Lets chat about what else I made for this Girls Brunch! I had a great variety of Lipton Teas available with a teapot of hot water ready to go. This allows guests to to taste several different teas and choose a favorite. For the breakfast portion of the brunch I had a variety of scones available, fresh fruit and eggs made to your liking. I also had a platter of cheese/dry sausage/crackers, mini crescent blt sandwiches, cucumber rounds with herbed cream cheese and an open tea sandwich with hummus, shredded carrots and arugula.
With all great gatherings, you must have dessert too! I had those delicious Berry Hibiscus Glazed Shortbread Cookies, sweet scones and a cheesecake topped with a fresh strawberry sauce. I was so happy that my Lipton tea infused cookies were such a huge hit with the family! Everything from the table to the teas to the food and conversation, it was a great brunch!
Before I get to the recipe I do want to give you some tricks to make brunch really easy on you so that you too can enjoy the party! Prep, prep, prep my friends!! For example, make the Unsweetened Irresistible Lady Lipton Iced Tea the day before. Here how:
- Bring 4 cups of water up to a boil. Add in 4-5 tea Irresistible Lady Lipton Tea Bags and let it steep for about 4 minutes. Remove the tea bags and stir in 12 cups of cold water. Add in some lemon slices and refrigerate overnight.

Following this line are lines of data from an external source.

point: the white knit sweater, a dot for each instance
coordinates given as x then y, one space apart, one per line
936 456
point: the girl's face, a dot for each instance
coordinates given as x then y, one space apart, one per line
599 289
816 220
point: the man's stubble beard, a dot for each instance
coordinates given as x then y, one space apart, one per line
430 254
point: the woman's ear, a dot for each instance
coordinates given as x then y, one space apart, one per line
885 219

The cookies can be made the day ahead too! Bake, cool, drizzle, refrigerate to harden the glaze then package in an airtight container. Before serving sprinkle with powdered sugar. For the sandwiches, go ahead and bake the crescents, cool and place in a zip locked bag. If making the blt sandwiches you can cook the bacon ahead and simply warm before assembling as well as slice the tomatoes the day before too! The more you can get done ahead of time the easier it is to assemble everything the day of.
- makes 20 cookies
- 1 1/2 cups flour
- 3/4 cups powdered sugar
- 1 stick unsalted butter, cold and cut into small pieces
- a pinch of salt
- 1 egg, lightly beaten
- For the Glaze:
- 1/2 cup water
- 1 Lipton Berry Hibiscus tea bag
- 3/4 cup powdered sugar
- Preheat your oven to 375 degrees.
- With the dough blade in a food processor add the flour, powdered sugar and salt. Pulse a few times to combine.

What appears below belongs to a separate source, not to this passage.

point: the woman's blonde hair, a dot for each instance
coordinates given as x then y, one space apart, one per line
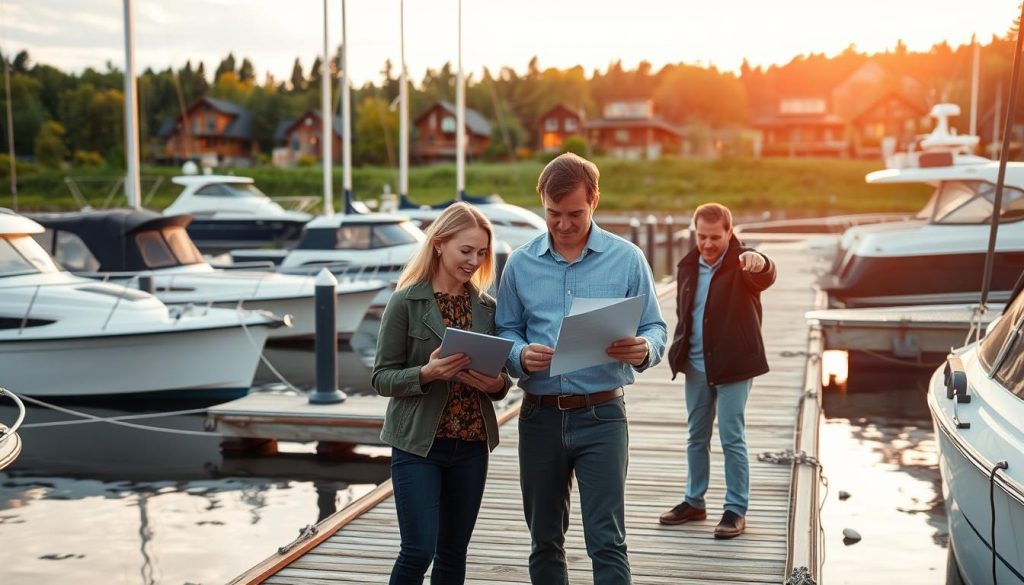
458 216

- Add the diced butter and mix just until the dough resembles a course meal.
- Add in the egg and pulse until the dough just comes together, allow a little of the dry mix to remain, ensuring you don’t over mix.
- Place the dough onto a lightly floured surface and gently knead the dough until combined.

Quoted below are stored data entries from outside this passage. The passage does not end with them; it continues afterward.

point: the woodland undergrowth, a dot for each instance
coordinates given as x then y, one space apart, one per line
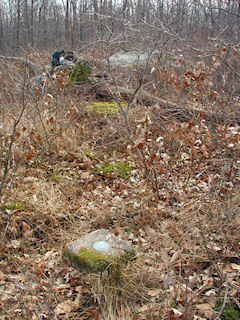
178 206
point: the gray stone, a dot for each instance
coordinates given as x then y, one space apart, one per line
98 250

- Roll the dough into a log, a couple inches high. Wrap in a piece of plastic wrap and place in the freezer for about 15 minutes.
- Once the dough is slightly hardened slice into approx 1/4- 1/2 inch rounds.
- Place on a lined baking sheet and bake for approx 12 minutes or until the bottoms and outermost edges are very lightly browned. Cool on a cooling rack with parchment under the rack.
- For the glaze, bring 1/2 cup water to a boil. Add in the tea bag and steep for 4-5 minutes {you want a nice concentrated flavor}. Whisk together 3/4 cup powdered sugar and between 4 1/2 and 4 3/4 tsp of the tea until smooth.
- Drizzle the glaze over the cooled cookies and refrigerate just until the glaze is hardened. Sprinkle powdered sugar over top before serving.
I was selected for this opportunity as a member of Clever Girls and the content and opinions expressed here are all my own.